Model. We build our experiments on the model architecture provided for the VLN-CE RxR Habitat challenge. The only difference in the CMA architecture in VLN-CE RxR from the one used in VLN-CE is that they use pre-computed BERT features for the language instructions instead of GLoVE embeddings. We vary the nature of supervision as before. The goal model receives goal-oriented supervision, whereas the LAW pano and LAW step are supervised with language-aligned pano and step waypoints, respectively. The baseline model in the VLN-CE RxR codebase also follows the step supervision.

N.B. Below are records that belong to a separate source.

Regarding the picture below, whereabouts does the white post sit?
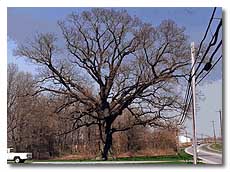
[191,42,197,164]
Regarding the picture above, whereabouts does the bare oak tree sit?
[16,9,190,160]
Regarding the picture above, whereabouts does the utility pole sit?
[219,110,222,141]
[211,120,216,144]
[191,42,197,164]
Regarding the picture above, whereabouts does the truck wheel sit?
[14,157,21,164]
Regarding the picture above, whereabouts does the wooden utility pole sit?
[219,110,222,141]
[191,42,197,164]
[211,120,216,144]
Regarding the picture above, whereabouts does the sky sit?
[7,7,222,136]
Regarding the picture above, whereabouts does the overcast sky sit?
[7,8,222,136]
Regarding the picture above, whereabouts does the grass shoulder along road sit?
[210,143,222,152]
[9,149,202,165]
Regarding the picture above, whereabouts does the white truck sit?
[7,148,32,163]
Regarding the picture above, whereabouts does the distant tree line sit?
[8,8,196,160]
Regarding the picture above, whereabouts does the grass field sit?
[10,149,201,164]
[210,143,222,151]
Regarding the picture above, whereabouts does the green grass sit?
[10,149,205,164]
[29,149,201,164]
[210,143,222,151]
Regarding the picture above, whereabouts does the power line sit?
[192,7,216,73]
[196,55,222,85]
[194,19,222,78]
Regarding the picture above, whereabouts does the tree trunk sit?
[102,123,113,161]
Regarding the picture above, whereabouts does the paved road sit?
[185,144,222,164]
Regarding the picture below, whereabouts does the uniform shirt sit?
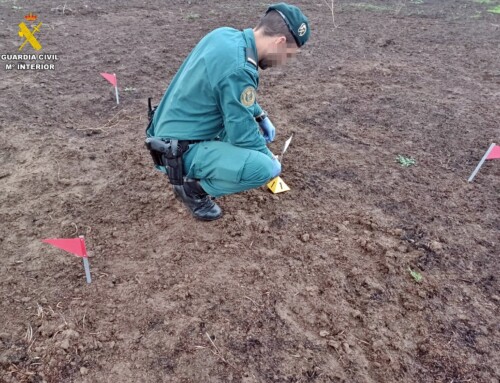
[148,28,272,157]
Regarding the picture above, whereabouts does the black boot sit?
[174,180,222,221]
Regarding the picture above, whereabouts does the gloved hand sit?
[272,156,281,178]
[259,116,276,143]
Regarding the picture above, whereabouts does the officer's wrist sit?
[255,110,267,123]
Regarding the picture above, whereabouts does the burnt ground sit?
[0,0,500,383]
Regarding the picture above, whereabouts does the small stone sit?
[62,329,80,339]
[429,241,443,251]
[342,342,351,354]
[327,340,340,350]
[59,338,69,350]
[300,233,311,242]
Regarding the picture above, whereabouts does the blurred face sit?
[259,36,300,69]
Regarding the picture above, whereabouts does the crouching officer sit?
[146,3,309,221]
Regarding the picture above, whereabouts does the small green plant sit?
[408,267,423,283]
[396,155,417,168]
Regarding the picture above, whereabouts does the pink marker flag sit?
[42,236,92,283]
[467,143,500,182]
[101,73,120,104]
[486,145,500,160]
[101,73,117,86]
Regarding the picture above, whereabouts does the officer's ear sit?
[274,36,286,45]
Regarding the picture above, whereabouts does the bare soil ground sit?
[0,0,500,383]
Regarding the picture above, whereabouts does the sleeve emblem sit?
[240,86,257,108]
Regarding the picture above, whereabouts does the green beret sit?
[266,3,310,47]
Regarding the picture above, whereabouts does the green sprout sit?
[408,267,422,282]
[396,155,417,168]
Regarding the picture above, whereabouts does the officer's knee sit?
[242,152,276,187]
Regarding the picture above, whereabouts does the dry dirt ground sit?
[0,0,500,383]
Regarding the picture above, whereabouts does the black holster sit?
[146,137,189,185]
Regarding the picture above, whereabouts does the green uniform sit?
[147,28,273,197]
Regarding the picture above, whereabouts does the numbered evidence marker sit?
[267,134,293,194]
[267,176,290,194]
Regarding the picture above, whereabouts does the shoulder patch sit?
[240,86,257,108]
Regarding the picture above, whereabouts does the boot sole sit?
[174,188,224,222]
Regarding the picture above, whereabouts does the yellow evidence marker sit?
[267,176,290,194]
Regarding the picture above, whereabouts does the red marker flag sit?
[486,145,500,160]
[467,143,500,182]
[42,238,87,257]
[101,73,117,86]
[101,73,120,104]
[42,236,92,283]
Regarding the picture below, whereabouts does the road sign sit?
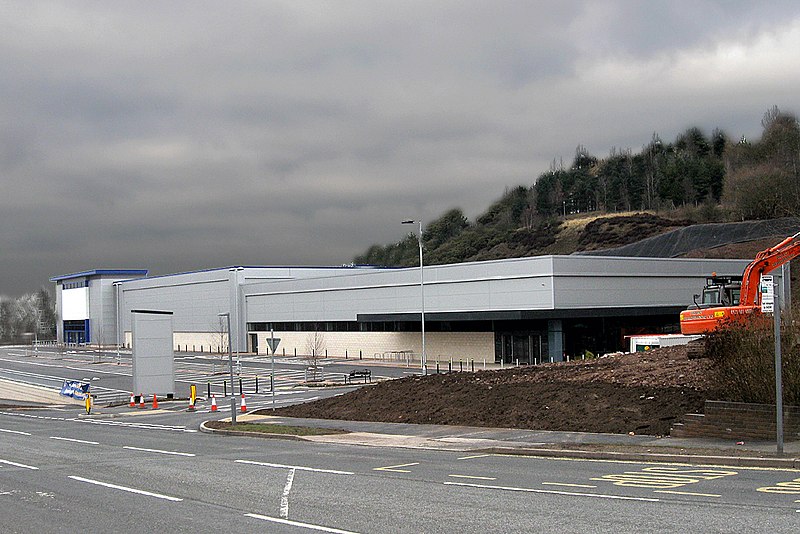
[759,274,775,313]
[267,337,281,354]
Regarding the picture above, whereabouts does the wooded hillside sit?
[354,107,800,266]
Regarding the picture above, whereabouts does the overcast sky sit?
[0,0,800,296]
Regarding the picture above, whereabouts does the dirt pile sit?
[578,213,692,251]
[277,347,713,435]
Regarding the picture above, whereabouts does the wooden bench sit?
[344,369,372,384]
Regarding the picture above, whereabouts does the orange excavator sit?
[681,232,800,334]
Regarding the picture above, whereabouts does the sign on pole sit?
[267,337,281,354]
[60,380,89,400]
[267,330,281,411]
[759,274,775,313]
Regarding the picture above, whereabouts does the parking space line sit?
[0,428,30,436]
[456,454,491,460]
[244,514,357,534]
[122,445,196,456]
[0,460,39,471]
[444,482,661,502]
[234,460,355,475]
[50,436,100,445]
[67,475,183,502]
[653,490,722,497]
[542,482,597,488]
[373,462,419,473]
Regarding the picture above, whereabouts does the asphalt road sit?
[0,409,800,534]
[0,347,412,409]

Training. We train the methods with teacher forcing as was done in the baseline model in the VLN-CE RxR Habitat challenge. However, we used only the RxR English language split for both training and evaluating our models. Note that the training regime here is different from that of our main R2R experiments and does not have the DAgger fine-tuning phase.

Results. Table 7 shows the results of our experiments. We observe that the LAW methods outperform the goal, with LAW step showing a 6% increase in WA and 2% increase in nDTW on the unseen environment. This indicates that language-aligned supervision is useful beyond the R2R dataset.